# The psychology of getting unstuck



## Hamstrung (Sep 21, 2007)

Interesting article. Can be applied to practicing. 

http://www.brainpickings.org/2013/10/17/ok-plateau/


----------



## mhammer (Nov 30, 2007)

Not an UNinteresting article, but it bears noting that all of this "stage" stuff applies at the nano, micro, meso, and macro levels. That is to say, one needs to be mindful of whatthe goal of the practice is.

Take the case of learning to ride a bicycle. It is difficult to both pedal and steer at the outset, largely because the placement of feet on pedals, the balancing of the bike by how forcefully one pushes the pedals, the juggling of the handlebars, etc., all require too much attention to be able to devote any little bit to looking forward and deciding where to go. Indeed, the beginning cyclist isn't really "going" anywhere, they are simply trying to "go", in the most abstract sense.

With practice, though, comes the ability to automatize the foot movements, such that attention can be allocated to scenery, to choosing a destination, and going to it. The goal of cycling has moved to a higher level, from merely staying upright and not hurting yourself to going somewhere.

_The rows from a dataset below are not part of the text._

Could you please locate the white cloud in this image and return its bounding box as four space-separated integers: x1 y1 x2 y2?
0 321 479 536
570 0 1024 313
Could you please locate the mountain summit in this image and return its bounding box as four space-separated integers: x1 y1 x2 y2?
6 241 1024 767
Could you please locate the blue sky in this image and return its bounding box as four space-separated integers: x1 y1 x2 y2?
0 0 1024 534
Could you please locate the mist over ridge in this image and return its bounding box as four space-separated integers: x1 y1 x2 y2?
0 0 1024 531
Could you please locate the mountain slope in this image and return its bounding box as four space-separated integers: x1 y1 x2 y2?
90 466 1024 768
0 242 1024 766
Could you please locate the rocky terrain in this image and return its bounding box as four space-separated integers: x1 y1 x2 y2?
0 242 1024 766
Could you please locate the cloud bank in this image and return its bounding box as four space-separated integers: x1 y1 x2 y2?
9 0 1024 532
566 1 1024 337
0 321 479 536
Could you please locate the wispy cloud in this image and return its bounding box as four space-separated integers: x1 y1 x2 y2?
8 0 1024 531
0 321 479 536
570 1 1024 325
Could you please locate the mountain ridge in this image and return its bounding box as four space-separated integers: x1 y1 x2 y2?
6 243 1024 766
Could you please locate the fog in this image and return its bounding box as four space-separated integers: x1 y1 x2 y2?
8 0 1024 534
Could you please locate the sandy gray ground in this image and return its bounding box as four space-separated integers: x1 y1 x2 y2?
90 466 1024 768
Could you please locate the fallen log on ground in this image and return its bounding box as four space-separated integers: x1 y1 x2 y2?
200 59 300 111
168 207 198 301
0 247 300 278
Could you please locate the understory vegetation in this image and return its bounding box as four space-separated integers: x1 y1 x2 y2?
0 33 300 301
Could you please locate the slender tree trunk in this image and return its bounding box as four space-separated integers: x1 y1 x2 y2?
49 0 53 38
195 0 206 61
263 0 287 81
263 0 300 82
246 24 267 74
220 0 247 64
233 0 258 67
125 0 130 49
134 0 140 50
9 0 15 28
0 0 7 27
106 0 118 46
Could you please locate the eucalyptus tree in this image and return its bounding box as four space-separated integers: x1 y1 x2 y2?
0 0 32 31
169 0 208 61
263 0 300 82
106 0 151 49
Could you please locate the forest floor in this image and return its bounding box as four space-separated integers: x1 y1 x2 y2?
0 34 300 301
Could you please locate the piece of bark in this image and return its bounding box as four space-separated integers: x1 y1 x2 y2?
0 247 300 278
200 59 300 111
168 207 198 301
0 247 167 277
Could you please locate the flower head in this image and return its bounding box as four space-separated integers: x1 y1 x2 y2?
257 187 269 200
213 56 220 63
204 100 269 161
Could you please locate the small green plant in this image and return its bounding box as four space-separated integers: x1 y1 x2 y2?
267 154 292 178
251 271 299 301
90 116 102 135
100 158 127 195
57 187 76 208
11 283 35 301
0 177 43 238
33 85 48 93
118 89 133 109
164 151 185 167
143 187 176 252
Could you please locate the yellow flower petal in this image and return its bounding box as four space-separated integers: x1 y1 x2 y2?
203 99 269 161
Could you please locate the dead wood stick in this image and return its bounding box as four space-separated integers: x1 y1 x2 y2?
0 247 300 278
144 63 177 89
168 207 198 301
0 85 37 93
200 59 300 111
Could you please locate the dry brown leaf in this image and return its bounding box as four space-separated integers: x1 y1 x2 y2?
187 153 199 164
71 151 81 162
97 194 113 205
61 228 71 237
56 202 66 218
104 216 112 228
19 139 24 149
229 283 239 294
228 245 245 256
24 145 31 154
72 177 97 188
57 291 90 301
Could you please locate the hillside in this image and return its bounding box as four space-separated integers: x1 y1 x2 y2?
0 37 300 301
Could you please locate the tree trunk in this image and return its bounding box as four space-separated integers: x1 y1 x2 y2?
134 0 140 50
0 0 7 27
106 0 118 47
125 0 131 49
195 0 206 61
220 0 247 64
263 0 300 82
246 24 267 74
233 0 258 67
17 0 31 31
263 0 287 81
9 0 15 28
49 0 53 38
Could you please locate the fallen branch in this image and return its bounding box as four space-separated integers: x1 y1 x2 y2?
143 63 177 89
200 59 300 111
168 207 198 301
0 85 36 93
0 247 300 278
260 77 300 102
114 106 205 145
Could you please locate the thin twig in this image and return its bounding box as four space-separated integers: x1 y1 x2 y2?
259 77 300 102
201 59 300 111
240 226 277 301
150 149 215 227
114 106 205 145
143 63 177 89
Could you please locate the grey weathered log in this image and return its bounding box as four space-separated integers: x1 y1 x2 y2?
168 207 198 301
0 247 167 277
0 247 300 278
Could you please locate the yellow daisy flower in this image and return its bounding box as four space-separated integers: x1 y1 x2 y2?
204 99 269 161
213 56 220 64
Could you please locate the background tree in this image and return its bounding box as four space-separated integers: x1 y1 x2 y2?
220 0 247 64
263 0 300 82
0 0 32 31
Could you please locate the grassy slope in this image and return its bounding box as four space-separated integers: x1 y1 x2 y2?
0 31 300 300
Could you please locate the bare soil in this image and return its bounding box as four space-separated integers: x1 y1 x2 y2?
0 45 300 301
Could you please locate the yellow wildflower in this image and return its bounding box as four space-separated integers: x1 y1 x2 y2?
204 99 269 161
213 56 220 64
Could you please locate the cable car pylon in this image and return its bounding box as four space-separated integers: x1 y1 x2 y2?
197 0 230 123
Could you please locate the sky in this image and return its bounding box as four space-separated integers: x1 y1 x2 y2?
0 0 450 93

Similarly, in practicing guitar, or any aesthetic pursuit of your own choosing, there is the not so small matter of selecting your goal. When I was starting out, my goals would have been to be able to strum the chords, or a specific riff, to my favourite songs, in pitch, and in time with, the radio. A very low-level goal. If your goal is to sound like SRV or some other idol, fine. But what then? 

So I think the strategies that one can adopt for becoming "unstuck" really begin with identifying what your goal is. What you want to come next determines how you get from where you are now, to that point, and the sorts of practice that will be relevant.


----------